Es gab zu jeder Zeit gute und schlechte Nähmaschinen. Was sich aber dramatisch geändert hat, sind die Materialien. Seit der Siegeszug der technischen Stoffe in den 60er Jahren begonnen hat, sind viele alte Nähmaschinen schlicht überfordert, wenn es über den Geradstich hinaus geht. Pfaff hat als einer der letzten damals noch exististierenden deutschen Hersteller Ende der 50er Jahre darauf mit der Einführung des genähten Zickzackstiches reagiert, der dann als Trikot oder Stretchstich bekannt wurde. Dieser Stich wurde mit einer geänderten Steuerscheibe bei der Pfaff 260 Reihe realisiert. Aber diese Lösung half zwar ein wenig beim Thema Elastizität bei den neuen Geweben, gegen das Rutschen und das seifige Verhalten untern Nähfuß brachte das allerdings nicht viel. Und so kam dann 1968 die Pfaff 1222 mit dem IDT auf den Markt, die nachhaltig eine Verbesserung mit diesen Materialien brachte. In den folgenden Jahren kursierte bei den Nähmaschinenhändlern der Spruch, versuche nie einer Pfaff-IDT Kundin eine Nähmaschine ohne Obertransport zu verkaufen, sie bringt sie garantiert zurück. Das mag übertrieben gewesen sein, doch ein wahrer Kern ist dabei.
Moin,
ich habe derlei schon oft in Foren gelesen und ein paar Mal in Nähmaschinengeschäften gehört und ich habe jedesmal ein Verständnisproblem, weil ich einfach mit dieser Näherei nicht groß geworden bin und das jetzt lerne wie ein Erwachsener die vierte Fremdsprache in Businesskursen.

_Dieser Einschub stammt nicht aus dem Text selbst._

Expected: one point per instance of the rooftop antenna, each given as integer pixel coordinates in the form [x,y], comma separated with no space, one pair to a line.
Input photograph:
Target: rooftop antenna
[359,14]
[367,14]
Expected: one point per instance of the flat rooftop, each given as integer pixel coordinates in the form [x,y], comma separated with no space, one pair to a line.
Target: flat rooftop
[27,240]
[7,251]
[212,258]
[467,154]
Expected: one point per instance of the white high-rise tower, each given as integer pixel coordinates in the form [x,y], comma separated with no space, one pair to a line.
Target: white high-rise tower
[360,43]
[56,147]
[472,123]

Stretchstoffe sind meiner Ansicht nach ein paar Jahrzehnte älter als es zur Nähmaschinenverkäuferlegende gehört. Strickstoffe gibt es schon ewig, Fein- und Doppelripp auch, und auch technische Elastikfäden mindestens seit den 20er Jahren. Zum Nähen war offenbar immer gerade das nötig, was die Nähmaschinenindustrie serienfertig auf dem Markt hatte. Anfangs hat man den Stoff ein bisschen gestreckt beim Nähen, da ging das mit dem Steppstich. Dann wurde es einfacher mit dem Zickzack. Als Zickzack mit Zwischenstepp möglich wurde wurde das auch augenblicklich unverzichtbar. Und jetzt lassen sich Stretchmaterialien nicht mehr ohne dreifach genähten Steppstich verarbeiten.

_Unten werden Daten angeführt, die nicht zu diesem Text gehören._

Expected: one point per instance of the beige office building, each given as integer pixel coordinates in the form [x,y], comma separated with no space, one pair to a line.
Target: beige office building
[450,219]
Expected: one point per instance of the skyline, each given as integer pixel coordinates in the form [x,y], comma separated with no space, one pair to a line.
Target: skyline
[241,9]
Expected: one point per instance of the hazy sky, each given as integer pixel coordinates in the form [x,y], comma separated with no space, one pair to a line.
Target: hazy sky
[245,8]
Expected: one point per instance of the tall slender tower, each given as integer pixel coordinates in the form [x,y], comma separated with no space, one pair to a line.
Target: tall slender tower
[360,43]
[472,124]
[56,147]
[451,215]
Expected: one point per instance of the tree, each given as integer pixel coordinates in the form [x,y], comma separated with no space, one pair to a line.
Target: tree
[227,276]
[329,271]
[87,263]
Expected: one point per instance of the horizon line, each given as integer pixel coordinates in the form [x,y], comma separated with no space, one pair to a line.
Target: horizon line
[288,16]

Macht nichts. Selbstverständlich kann eine Pfaff 30 oder eine Singer 15 mehrfach genähten Zickzack. Oder eine Singer 12. Oder... Jeder Hersteller hatte seine eigenen Zubehörsysteme, und wenn die Technik grundsätzlich gleich war (low shank, vertical shaft) dann war der Krempel auch herstellerübergreifend austauschbar. Sich heute antiquarisch das Grundgerät zu beschaffen, das System wegzulassen und dann Einsatzmöglichkeiten zu vermissen ist natürlich auch möglich. Allerdings gibt es auch das Zubehör antiquarisch.
Pfaff IDT kenne ich als unstabile bröselige Plastikangelegenheit, die bei dünnen Stoffen nicht mehr bietet als jeder x-beliebige Obertransportfuß zum Nachrüsten wie sie seit mindestens 70 Jahren angeboten werden und heute ab 6 Euro zu haben sind. Bei dicken Materialien und/oder kräftigem Zupacken zerbröselt IDT umstandslos, weil die Plaste zu dünn und ohne Elaste sind. Kein Vergleich zum robusten Obertransport einer 145 oder einem Puller.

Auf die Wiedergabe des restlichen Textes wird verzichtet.